From Getty Museum director Michael Brand‘s comments to Waxman, it appears that the museum has all but conceded that it needs to give up the statue, and is going through this elaborate research ritual to demonstrate that it has done its due diligence before making such a major decision about such an important object.
Brand told Waxman:
At some point our board of trustees has to agree to take it [the statue] out of the public trust and possibly give it to someone else. We should do that very carefully.
The Getty’s press release detailed some of the uncertainties yet to be clarified by the panel:
Among them were the identity of the goddess herself—opinions varied as to whether the statue represented Aphrodite, Hera, or Persephone, and what she might have been holding in her hands. In addition, the precise location of the temple where she may have stood, and the spot where she was found, remain unknown.

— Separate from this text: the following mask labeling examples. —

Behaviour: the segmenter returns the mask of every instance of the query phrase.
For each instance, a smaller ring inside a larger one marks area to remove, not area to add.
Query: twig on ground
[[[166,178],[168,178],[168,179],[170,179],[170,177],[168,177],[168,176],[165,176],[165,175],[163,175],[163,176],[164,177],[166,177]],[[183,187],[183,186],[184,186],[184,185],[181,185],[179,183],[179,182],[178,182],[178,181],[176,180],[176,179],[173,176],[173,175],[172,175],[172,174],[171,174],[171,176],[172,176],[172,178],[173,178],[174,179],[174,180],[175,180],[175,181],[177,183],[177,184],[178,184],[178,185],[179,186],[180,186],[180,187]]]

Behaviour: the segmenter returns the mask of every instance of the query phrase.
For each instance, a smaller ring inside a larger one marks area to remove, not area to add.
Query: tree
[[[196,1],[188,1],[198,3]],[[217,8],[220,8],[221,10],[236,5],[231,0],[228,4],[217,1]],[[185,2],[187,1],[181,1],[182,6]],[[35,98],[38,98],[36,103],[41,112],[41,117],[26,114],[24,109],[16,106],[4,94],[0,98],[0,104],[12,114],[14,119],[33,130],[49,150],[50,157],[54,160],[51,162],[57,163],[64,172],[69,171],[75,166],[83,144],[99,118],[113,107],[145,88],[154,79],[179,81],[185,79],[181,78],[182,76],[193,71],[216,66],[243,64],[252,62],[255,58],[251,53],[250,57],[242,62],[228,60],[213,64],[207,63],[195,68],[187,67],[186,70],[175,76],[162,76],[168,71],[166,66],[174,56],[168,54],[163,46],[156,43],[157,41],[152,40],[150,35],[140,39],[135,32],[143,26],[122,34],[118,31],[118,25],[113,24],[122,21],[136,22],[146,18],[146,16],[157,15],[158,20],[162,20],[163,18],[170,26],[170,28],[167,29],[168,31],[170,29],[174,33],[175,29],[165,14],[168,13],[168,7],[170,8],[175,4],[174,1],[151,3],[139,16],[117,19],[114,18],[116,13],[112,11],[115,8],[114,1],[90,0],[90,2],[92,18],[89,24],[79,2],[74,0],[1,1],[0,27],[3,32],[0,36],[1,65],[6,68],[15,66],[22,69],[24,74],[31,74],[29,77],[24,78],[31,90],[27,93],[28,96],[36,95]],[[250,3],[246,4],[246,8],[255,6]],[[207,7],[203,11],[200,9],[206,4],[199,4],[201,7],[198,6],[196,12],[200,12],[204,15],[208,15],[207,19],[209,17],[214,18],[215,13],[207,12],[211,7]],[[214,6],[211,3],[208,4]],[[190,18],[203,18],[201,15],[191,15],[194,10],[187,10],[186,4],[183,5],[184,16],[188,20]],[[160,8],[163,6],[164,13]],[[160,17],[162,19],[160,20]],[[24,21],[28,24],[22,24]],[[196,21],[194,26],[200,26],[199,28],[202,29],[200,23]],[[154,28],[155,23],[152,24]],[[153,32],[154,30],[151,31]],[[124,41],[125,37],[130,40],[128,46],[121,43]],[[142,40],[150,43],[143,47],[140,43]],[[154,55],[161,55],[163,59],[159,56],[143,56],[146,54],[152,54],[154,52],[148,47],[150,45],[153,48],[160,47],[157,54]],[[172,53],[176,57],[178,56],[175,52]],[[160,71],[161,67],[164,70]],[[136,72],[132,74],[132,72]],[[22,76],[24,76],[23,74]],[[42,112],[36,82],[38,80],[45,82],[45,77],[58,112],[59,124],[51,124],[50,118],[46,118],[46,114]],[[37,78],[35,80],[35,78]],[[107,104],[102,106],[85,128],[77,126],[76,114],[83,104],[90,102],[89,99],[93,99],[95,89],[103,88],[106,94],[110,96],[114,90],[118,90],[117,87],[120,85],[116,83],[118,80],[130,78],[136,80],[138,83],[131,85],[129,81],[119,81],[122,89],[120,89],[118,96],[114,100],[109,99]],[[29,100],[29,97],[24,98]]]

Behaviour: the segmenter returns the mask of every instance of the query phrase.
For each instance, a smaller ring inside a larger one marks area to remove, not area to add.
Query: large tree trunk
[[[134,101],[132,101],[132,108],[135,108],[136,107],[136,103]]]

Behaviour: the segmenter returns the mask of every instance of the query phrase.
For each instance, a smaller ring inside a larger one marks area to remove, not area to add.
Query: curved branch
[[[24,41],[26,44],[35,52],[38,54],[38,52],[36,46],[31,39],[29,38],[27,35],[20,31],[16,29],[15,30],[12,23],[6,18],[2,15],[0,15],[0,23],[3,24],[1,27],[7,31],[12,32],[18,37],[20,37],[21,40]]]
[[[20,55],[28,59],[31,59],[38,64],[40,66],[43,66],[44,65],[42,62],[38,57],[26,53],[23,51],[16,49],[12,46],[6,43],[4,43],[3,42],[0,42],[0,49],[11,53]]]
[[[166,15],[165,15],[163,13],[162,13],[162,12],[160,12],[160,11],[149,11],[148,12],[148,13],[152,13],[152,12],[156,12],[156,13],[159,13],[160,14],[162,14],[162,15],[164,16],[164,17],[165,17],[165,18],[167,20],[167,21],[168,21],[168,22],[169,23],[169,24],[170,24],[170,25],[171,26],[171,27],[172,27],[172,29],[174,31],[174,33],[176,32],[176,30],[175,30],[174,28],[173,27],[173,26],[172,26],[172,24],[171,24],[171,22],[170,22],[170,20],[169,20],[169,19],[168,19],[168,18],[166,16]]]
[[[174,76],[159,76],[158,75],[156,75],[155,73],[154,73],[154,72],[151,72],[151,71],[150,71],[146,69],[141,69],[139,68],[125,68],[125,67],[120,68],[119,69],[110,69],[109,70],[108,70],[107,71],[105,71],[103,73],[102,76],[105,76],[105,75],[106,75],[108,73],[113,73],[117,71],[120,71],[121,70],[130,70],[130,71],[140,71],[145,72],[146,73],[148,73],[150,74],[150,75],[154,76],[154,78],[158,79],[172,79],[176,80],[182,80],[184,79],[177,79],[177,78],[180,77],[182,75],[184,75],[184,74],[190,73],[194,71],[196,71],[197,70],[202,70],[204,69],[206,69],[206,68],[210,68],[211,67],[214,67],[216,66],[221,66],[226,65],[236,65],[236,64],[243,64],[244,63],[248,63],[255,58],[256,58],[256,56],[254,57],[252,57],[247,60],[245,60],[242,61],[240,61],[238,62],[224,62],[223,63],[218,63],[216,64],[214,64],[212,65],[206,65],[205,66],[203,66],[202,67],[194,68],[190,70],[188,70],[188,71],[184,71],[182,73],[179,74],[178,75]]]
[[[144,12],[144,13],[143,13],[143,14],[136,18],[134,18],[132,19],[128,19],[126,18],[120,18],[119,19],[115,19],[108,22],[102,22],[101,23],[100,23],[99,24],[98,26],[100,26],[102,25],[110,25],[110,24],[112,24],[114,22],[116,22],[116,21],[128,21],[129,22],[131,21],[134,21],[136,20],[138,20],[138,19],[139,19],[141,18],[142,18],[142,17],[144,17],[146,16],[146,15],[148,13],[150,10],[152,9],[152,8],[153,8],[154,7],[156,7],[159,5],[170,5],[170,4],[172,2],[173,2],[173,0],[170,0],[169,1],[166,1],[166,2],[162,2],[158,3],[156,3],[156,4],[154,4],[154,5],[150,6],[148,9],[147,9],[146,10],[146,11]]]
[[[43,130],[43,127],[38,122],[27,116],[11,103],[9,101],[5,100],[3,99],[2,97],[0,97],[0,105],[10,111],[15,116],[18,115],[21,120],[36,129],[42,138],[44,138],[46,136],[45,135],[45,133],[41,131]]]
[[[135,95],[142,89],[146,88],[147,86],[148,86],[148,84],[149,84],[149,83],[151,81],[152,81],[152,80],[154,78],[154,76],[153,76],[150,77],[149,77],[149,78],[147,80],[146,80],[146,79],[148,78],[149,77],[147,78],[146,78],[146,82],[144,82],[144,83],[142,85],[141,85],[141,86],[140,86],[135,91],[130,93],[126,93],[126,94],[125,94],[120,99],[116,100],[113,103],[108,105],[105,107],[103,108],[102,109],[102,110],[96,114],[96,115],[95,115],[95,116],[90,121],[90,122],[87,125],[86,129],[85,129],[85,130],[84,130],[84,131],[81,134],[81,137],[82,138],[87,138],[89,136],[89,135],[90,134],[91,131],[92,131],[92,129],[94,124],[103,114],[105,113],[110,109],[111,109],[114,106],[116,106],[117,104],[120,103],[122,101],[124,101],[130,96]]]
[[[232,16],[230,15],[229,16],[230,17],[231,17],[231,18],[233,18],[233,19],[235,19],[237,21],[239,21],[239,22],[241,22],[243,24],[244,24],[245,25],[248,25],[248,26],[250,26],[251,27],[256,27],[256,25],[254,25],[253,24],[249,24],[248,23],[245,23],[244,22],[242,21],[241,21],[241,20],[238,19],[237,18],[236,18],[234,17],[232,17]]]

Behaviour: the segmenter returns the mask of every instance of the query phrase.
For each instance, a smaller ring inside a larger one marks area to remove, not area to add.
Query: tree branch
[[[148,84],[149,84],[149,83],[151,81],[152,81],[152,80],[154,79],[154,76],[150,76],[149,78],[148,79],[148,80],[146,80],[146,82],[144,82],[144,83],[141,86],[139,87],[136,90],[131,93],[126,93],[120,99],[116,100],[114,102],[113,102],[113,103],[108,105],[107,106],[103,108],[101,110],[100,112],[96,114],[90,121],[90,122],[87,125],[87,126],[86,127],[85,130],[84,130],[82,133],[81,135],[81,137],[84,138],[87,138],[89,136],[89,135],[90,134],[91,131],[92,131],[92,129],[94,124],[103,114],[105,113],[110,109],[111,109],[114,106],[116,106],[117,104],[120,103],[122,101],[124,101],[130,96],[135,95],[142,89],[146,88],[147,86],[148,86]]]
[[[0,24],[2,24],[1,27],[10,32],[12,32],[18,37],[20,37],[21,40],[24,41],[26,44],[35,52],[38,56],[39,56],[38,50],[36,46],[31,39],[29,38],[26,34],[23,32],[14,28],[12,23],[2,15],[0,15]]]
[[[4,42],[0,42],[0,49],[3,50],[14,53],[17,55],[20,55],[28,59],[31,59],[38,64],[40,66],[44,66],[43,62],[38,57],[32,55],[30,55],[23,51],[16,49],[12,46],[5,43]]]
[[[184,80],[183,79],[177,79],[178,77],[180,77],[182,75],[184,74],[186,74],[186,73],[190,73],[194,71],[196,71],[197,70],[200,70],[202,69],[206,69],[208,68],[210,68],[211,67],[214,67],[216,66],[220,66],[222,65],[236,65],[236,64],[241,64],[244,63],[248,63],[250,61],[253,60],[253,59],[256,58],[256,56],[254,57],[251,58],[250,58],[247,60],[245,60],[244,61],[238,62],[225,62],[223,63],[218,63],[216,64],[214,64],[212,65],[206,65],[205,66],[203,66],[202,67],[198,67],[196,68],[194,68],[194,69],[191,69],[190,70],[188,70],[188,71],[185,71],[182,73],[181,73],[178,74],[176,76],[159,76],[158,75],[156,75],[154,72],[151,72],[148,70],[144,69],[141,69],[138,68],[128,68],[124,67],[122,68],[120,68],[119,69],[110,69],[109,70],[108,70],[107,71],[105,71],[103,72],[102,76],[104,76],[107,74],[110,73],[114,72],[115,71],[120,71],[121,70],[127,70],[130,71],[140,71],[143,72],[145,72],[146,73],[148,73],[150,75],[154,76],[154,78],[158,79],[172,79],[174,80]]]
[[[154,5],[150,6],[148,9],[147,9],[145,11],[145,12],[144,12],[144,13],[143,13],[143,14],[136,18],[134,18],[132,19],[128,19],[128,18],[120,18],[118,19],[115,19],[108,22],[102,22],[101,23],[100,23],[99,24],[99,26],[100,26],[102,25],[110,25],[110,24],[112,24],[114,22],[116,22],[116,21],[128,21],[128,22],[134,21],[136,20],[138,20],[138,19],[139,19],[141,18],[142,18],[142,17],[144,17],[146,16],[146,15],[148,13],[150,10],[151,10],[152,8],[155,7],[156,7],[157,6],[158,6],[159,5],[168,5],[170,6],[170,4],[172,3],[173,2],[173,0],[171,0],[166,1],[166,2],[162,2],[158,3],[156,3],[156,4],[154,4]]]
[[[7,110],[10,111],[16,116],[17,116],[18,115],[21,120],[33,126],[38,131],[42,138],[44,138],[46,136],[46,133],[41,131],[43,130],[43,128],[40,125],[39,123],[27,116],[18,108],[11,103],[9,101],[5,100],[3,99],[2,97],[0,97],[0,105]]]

Brand estimated that the research and review process would be completed by the end of this year. Findings will be published on the museum’s website.
Waxman was inadvertently unfair to the Getty in her observation that “Italy, Greece and many archaeologists argue that museums like the Getty motivate looters to ransack ancient sites and middlemen to trade in illicit antiquities because of their willingness to pay huge prices to build their collections.”
She might have more properly said that critics argued that the Getty HAD MOTIVATED looters because of its PAST willingness to pay huge prices for works of uncertain provenance.
Nowhere does she give the Getty credit for its new policy, announced last October, prohibiting its acquisition of any antiquity lacking “documentation or substantial evidence” that it was out of its source country before Nov. 17, 1970, unless it can be shown to have been “legally exported from its country of origin” after that date.
Whatever encouragement its megabucks acquisitiveness may have previously given to looters is avowedly a thing of the past.